Program 4A: Linear Regression Analysis

Using a linked list, write a program to calculate the mean and standard deviation of a set of data

Given Requirements

 

Requirements:Write a program to calculate the linear regression size-estimating parameters for a set of n programs where historical object LOC and new and changed LOC are available. Linear regression and the required formulas are explained in section A7. Enhance the linked list of program 1A to hold the n data records, where each record holds two real numbers

Testing:Thoroughly test the program. At a minimum, use this program to calculate the beta parameters for three cases [taken from table D8 in the text and from programs 2A, 3A, 4A]... Prepare a report of your tests that includes a table of the planned and actual results from these tests in the format in table D9

 
--[Humphrey95] 

Table 4-1. Test Results Format-- Program 4A

TestExpected B0Expected B1Actual B0Actual B1
Table D8: Estimated Class vs Actual New and Changed LOC-22.551.7279  
Table D8: Estimated New and Changed LOC vs Actual New and Changed LOC-23.921.4310  
Program 2A: Estimated New and Changed LOC vs Actual New and Changed LOC    
Program 3A: Estimated New and Changed LOC vs Actual New and Changed LOC    
Program 4A: Estimated New and Changed LOC vs Actual New and Changed LOC    

Planning

My goodness! PSP1 comes complete with a very elaborate script for calculating linear regression parameters and evolving a complex size and time estimate. It's obvious that program 3a is intended to help, but it comes too late-- I wasted a great deal of time calculating the linear regression parameters by hand, and simply made an educated guess on the time estimate rather than running through the process again. This portion needs tools in a big way. I actually recommend to anyone learning the PSP that they get these tools ahead of time. I commend Humphrey on making tool construction part of the syllabus, but the tools are coming after they are needed at least once. Perhaps this is done to impress the student with the necessity of automation, but it has the unfortunate effect of artificially inflating the time spent in the planning phase (if the planning phase is incredibly long on one assignment because of hand calculations and shortened dramatically on the next due to automation, it will skew things a bit!).

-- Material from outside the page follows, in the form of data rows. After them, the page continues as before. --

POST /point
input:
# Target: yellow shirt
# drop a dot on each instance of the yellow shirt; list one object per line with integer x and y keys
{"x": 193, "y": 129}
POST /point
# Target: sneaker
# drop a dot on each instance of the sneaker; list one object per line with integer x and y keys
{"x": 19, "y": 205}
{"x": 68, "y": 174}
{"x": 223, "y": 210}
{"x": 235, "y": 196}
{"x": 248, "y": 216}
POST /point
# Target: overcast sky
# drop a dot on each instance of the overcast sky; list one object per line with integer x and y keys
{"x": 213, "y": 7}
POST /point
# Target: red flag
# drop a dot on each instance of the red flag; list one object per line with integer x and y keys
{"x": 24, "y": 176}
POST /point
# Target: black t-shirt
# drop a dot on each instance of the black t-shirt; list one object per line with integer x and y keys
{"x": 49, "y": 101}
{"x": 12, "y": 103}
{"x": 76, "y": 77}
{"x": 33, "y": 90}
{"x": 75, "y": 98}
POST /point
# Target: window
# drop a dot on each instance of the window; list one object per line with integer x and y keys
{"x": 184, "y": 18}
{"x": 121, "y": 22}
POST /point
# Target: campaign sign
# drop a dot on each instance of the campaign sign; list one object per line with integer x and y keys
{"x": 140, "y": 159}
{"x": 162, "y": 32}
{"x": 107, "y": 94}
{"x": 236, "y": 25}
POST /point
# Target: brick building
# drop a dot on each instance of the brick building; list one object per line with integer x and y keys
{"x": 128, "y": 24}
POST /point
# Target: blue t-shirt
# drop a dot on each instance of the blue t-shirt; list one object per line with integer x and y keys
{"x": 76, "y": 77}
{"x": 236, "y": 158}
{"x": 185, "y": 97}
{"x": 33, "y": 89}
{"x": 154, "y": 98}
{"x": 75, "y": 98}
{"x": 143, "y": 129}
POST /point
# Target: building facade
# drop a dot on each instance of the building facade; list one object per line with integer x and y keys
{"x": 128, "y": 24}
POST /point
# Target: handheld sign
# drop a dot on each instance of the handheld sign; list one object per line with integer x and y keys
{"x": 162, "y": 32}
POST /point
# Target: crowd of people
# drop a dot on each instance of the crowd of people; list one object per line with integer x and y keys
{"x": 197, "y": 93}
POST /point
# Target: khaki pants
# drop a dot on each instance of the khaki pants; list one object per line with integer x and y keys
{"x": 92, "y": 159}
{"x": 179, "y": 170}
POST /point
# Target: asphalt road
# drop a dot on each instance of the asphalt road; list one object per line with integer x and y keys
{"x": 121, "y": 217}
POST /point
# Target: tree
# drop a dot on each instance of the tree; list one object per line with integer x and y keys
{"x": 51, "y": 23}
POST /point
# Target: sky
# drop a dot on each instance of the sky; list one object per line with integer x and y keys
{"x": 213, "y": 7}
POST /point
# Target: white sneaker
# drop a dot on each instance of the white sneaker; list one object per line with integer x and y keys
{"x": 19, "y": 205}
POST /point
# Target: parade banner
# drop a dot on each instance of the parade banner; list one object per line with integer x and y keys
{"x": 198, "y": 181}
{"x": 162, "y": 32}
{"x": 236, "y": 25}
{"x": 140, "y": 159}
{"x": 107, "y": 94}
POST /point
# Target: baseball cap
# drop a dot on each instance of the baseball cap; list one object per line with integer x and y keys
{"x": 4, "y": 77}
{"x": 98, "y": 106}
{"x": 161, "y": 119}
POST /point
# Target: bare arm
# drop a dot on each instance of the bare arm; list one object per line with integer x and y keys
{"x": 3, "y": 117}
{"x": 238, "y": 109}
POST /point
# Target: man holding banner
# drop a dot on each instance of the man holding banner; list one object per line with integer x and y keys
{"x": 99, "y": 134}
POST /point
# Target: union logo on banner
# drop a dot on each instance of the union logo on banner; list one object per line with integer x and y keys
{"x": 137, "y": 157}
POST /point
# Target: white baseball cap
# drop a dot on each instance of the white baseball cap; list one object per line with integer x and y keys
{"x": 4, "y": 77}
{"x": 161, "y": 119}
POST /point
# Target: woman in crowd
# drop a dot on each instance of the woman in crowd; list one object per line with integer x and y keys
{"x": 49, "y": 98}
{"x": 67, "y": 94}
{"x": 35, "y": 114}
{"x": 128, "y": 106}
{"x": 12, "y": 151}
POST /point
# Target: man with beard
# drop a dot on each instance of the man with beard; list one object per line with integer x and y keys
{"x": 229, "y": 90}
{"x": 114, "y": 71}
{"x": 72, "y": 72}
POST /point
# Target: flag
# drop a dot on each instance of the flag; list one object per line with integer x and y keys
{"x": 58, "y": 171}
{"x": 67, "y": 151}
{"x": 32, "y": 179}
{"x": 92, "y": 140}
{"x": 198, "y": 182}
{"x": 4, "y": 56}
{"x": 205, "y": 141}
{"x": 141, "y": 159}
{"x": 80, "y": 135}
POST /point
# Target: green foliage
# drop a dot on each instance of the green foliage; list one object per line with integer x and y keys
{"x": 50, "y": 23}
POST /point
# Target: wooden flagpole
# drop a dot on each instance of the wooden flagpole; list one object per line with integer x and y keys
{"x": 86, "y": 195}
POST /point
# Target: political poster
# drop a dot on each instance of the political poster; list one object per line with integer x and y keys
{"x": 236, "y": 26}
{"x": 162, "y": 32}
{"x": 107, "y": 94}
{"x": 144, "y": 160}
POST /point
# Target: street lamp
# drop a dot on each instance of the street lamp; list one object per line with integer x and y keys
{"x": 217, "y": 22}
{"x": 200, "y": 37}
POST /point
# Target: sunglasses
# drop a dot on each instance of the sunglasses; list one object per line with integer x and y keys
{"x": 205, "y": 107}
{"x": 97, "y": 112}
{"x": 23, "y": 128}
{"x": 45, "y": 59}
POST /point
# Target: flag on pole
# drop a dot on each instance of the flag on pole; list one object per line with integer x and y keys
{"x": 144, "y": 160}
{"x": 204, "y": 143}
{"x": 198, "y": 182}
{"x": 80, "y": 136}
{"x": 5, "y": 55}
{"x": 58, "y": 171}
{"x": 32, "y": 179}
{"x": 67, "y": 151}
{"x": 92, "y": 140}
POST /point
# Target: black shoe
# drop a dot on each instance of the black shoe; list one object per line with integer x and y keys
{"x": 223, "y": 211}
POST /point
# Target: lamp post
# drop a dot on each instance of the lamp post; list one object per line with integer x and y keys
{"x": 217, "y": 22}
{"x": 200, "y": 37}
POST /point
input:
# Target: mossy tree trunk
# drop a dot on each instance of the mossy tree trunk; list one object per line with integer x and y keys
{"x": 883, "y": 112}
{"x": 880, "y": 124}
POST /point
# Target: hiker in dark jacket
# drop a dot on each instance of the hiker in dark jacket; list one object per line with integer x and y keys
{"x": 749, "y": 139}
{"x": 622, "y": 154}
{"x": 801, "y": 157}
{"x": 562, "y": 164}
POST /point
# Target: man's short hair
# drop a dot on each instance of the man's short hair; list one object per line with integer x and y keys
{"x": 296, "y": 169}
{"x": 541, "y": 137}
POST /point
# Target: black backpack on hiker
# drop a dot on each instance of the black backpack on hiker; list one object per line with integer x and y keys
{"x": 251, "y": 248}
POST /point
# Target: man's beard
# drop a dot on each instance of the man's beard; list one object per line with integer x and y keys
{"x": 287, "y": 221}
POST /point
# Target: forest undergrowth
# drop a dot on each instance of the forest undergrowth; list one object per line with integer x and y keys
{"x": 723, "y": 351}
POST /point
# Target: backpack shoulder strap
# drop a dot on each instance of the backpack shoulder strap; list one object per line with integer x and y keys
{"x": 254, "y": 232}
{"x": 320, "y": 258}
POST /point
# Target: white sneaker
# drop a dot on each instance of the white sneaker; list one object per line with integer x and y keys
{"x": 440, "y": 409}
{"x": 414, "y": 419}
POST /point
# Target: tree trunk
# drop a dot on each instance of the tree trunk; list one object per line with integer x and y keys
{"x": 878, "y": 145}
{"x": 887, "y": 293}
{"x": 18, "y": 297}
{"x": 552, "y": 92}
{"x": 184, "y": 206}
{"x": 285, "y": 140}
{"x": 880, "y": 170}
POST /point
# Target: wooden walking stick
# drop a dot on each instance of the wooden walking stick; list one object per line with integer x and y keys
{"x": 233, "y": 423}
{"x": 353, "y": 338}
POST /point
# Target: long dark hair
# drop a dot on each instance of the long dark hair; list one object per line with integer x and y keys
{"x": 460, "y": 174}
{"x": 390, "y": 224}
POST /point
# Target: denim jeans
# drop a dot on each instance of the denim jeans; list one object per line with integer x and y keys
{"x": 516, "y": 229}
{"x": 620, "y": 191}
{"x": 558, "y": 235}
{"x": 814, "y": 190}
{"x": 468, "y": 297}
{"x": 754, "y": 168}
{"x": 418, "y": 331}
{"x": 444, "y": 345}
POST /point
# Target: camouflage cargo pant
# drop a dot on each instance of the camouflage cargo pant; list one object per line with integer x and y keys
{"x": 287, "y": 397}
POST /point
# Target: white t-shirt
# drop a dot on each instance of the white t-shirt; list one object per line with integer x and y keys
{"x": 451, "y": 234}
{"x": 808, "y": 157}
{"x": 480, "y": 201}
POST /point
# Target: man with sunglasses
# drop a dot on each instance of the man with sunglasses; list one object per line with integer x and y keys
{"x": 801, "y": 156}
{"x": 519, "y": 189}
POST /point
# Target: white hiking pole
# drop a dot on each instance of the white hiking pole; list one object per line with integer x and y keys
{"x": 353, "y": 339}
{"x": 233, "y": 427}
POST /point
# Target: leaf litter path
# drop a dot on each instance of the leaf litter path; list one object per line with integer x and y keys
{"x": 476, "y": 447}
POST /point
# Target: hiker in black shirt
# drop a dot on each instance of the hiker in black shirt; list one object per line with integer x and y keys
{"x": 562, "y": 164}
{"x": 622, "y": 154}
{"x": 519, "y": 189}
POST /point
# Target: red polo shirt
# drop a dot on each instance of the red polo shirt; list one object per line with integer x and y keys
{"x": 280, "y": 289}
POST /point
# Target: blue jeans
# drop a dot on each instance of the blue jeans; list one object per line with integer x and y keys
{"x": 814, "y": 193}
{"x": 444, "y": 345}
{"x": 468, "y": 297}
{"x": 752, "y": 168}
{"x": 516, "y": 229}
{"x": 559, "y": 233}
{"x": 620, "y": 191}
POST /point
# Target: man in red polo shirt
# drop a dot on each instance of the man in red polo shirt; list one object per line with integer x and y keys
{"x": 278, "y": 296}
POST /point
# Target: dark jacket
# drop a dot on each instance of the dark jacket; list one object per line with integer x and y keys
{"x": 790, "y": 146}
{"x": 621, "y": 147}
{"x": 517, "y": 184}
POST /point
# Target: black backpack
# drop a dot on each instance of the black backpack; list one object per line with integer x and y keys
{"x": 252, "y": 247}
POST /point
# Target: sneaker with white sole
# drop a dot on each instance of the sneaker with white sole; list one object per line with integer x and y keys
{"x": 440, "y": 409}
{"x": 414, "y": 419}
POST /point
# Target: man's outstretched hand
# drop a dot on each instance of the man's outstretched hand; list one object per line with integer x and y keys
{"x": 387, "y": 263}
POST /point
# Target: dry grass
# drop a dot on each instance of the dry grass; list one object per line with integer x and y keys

I'm planning on reusing the number_list and simple_input_parser classes from program 1A; through the estimation script (which I think is artificially inflating estimates from programs 2A and 3A, which ended up significantly larger than expected), I'm estimating (through the PROBE process) 143 new LOC, and (through analogy and guessing) about 2 hours of development time.

Development

Design

The design will differ very slightly from that evidenced by the conceptual design used in planning. I will indeed reuse the number_list class from lesson 1, but will delete i/o functionality from it, creating a paired_number_list class, which holds two number_lists. I'm removing the I/O in order to refactor it into a new class, and taking two lists of single numbers as it will work better than adapting the original class to hold pairs of numbers, because the original mean() functionality will be easily encapsulated (and we use the means of each runs in the linear regression calculations).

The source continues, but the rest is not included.